最初は土に手が触れるのもいやだったが、種まきからずっと世話しているホウレン草が見事に育ったのは河之内にも嬉しかった。しかし、1週間に一度やってきていると、どうも深町が食べてしまっただけではない程に、ホウレン草がなくなっていた。深町はそれをヨト虫という虫のせいであると説明した。夜半に土から出てきて芽を食べる虫で、深町も夜ごとライトで退治していうが、河之内が広げた部分の畑には大量にこれがいるらしく、なかなかホウレン草の被害はおさまらないのだ。
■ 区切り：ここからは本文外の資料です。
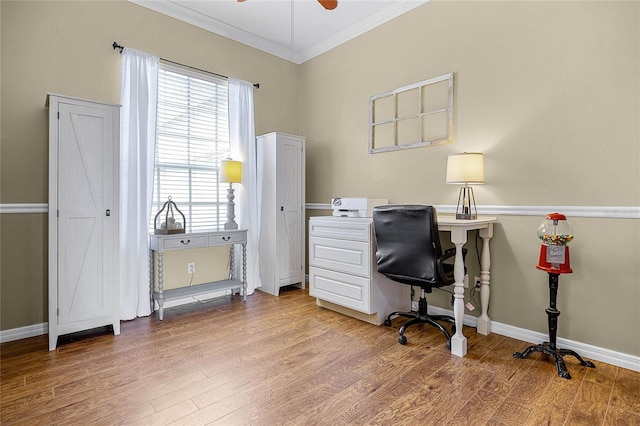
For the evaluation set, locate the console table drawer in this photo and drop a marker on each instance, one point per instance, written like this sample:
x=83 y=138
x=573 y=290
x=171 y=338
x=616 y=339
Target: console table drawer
x=351 y=257
x=346 y=290
x=223 y=239
x=183 y=242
 自分が肥料をやって草むしりをして、ここまで育てたホウレン草がムザムザ、虫などに食べられるなんてーと、河之内は今夜は夜っぴいてでもヨト虫を探してやろうと思っていたのだ。
「ありがとうございます」
「じゃ、その畑のところにテントはってね」
 天宮は、家から小さなテントを持ってきて河之内に手渡した。あとで寝袋も出してあげるからと天宮は家に入った。残ったのはテントである。河之内はテントなんてたてたことがない。四苦八苦のすえに、ようやくテントをたてたが、なんだか小さくて頼りない。闇の中で、こんな頼りないものの中で眠れるだろうかと心配になってしまった。